To keep pace with demand, some distillers are experimenting with innovative “disruptive aging” techniques, designed to more rapidly impart the flavor notes and nuances that usually require years in a cask for whiskey to develop. Some techniques rely on heat, others on intense pressure, and yet others have turned to an entirely different spectrum: sound.
At Quadrant Bar & Lounge at The Ritz-Carlton, Washington, D.C., sound-aged spirits are created using barrel components and concentrated sonic waves to mimic years of cask aging. The finished bourbon, rye and whiskey develop “taste characteristics of spirits that spend an extra 10–15 years in a cask,” the mixology team explains in its expansive cocktail menu, “except we did it in the time it takes to watch your favorite television program.”
Disruptive aging may be able to mimic the flavor characteristics of cask aging, but the vintage spirits have a value that transcends taste alone: Today, many enthusiasts see them as investments. The U.K. auction market for rare whiskey has more than quadrupled since 2015, and a bottle of The Macallan 1926 60-Year-Old sold for a record $1.5 million in 2018. Christie’s director of wine, Tim Triptree, who oversaw the sale to a private buyer, said he expects the collector’s market will continue to grow — which means that reserves will become even more rare and valuable.
Rare Japanese single-malt whiskeys have become particularly prized after Yamazaki Single Malt Sherry Cask 2013 was named the World’s Best Whiskey in 2015. A bottle of 50-year-old Yamazaki whiskey recently sold for about $300,000 at a Sotheby’s auction in Hong Kong.
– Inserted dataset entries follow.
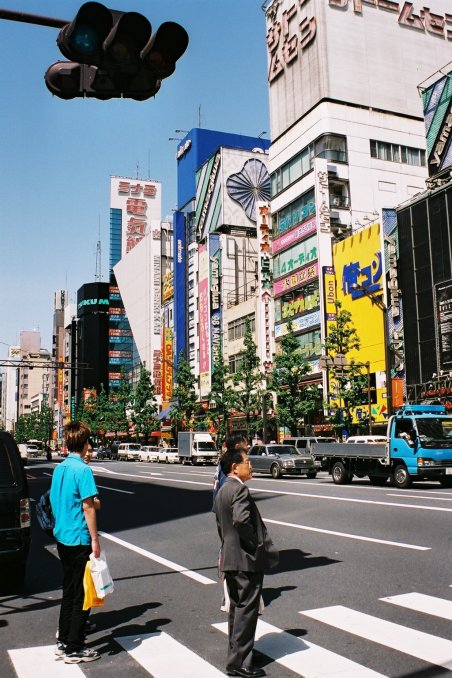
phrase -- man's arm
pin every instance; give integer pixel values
(89, 511)
(241, 518)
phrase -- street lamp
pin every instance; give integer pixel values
(377, 300)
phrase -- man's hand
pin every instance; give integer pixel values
(95, 545)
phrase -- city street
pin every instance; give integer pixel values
(362, 589)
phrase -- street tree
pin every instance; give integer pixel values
(296, 400)
(184, 406)
(220, 397)
(248, 382)
(143, 408)
(347, 382)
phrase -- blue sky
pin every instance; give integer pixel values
(56, 156)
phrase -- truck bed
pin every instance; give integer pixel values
(350, 451)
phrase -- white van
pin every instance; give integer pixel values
(369, 440)
(129, 451)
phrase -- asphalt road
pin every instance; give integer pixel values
(363, 588)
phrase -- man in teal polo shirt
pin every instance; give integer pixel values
(72, 498)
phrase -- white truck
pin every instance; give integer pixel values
(196, 447)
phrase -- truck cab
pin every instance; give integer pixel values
(420, 440)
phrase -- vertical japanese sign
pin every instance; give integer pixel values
(265, 309)
(215, 297)
(443, 293)
(203, 309)
(167, 366)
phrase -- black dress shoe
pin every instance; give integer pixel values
(247, 671)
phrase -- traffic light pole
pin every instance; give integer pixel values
(36, 19)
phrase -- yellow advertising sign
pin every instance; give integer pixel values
(358, 266)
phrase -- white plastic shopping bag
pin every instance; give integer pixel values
(100, 573)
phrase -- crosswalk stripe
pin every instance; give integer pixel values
(163, 656)
(27, 660)
(302, 657)
(418, 644)
(438, 607)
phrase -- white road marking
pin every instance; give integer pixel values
(31, 661)
(384, 542)
(302, 657)
(438, 607)
(158, 559)
(415, 496)
(114, 489)
(428, 648)
(162, 656)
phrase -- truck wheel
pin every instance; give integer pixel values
(378, 481)
(340, 474)
(275, 471)
(400, 477)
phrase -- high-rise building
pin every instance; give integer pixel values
(135, 277)
(348, 145)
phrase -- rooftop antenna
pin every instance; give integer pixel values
(98, 274)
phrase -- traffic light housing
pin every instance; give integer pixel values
(114, 54)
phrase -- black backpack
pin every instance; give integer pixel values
(44, 514)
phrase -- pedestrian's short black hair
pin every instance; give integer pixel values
(231, 456)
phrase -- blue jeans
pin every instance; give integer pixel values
(71, 625)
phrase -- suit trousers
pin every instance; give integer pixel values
(245, 590)
(71, 626)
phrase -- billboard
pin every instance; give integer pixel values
(443, 295)
(437, 102)
(140, 202)
(377, 43)
(228, 187)
(357, 262)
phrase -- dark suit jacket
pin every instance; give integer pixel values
(245, 543)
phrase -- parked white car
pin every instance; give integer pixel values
(169, 455)
(149, 453)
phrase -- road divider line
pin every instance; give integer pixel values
(28, 662)
(345, 535)
(163, 656)
(114, 489)
(302, 657)
(414, 496)
(419, 602)
(424, 646)
(200, 578)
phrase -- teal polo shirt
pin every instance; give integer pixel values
(72, 482)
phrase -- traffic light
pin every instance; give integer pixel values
(114, 54)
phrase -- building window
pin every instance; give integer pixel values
(329, 146)
(236, 328)
(234, 362)
(397, 153)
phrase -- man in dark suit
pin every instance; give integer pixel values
(246, 552)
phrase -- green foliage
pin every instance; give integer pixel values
(221, 396)
(247, 380)
(295, 400)
(347, 382)
(185, 400)
(143, 405)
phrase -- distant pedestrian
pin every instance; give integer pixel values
(72, 495)
(246, 551)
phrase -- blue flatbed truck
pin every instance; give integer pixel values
(419, 447)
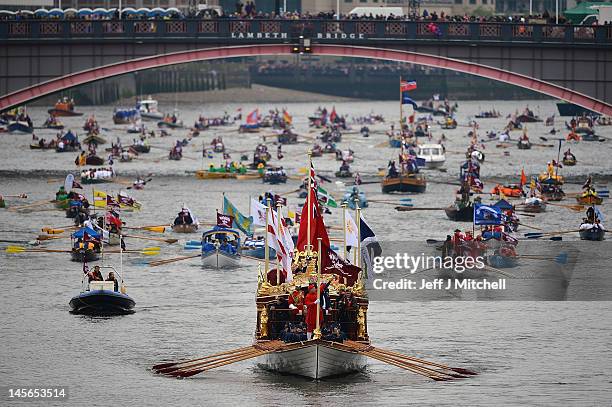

The Japanese whisky industry is largely credited to Masataka Taketsuru, a chemist who apprenticed in distilleries across Scotland and studied organic chemistry at the University of Glasgow in the early 20th century before returning to Japan in 1918 to join Kotobukiya — now Suntory — and later founding his own Nikka Whisky Distilling Co. Modern Japanese distillers are masters of blending, creating silky, mellow, harmonious whiskeys that can even be consumed with food, thanks to the purity of their soft mineral water.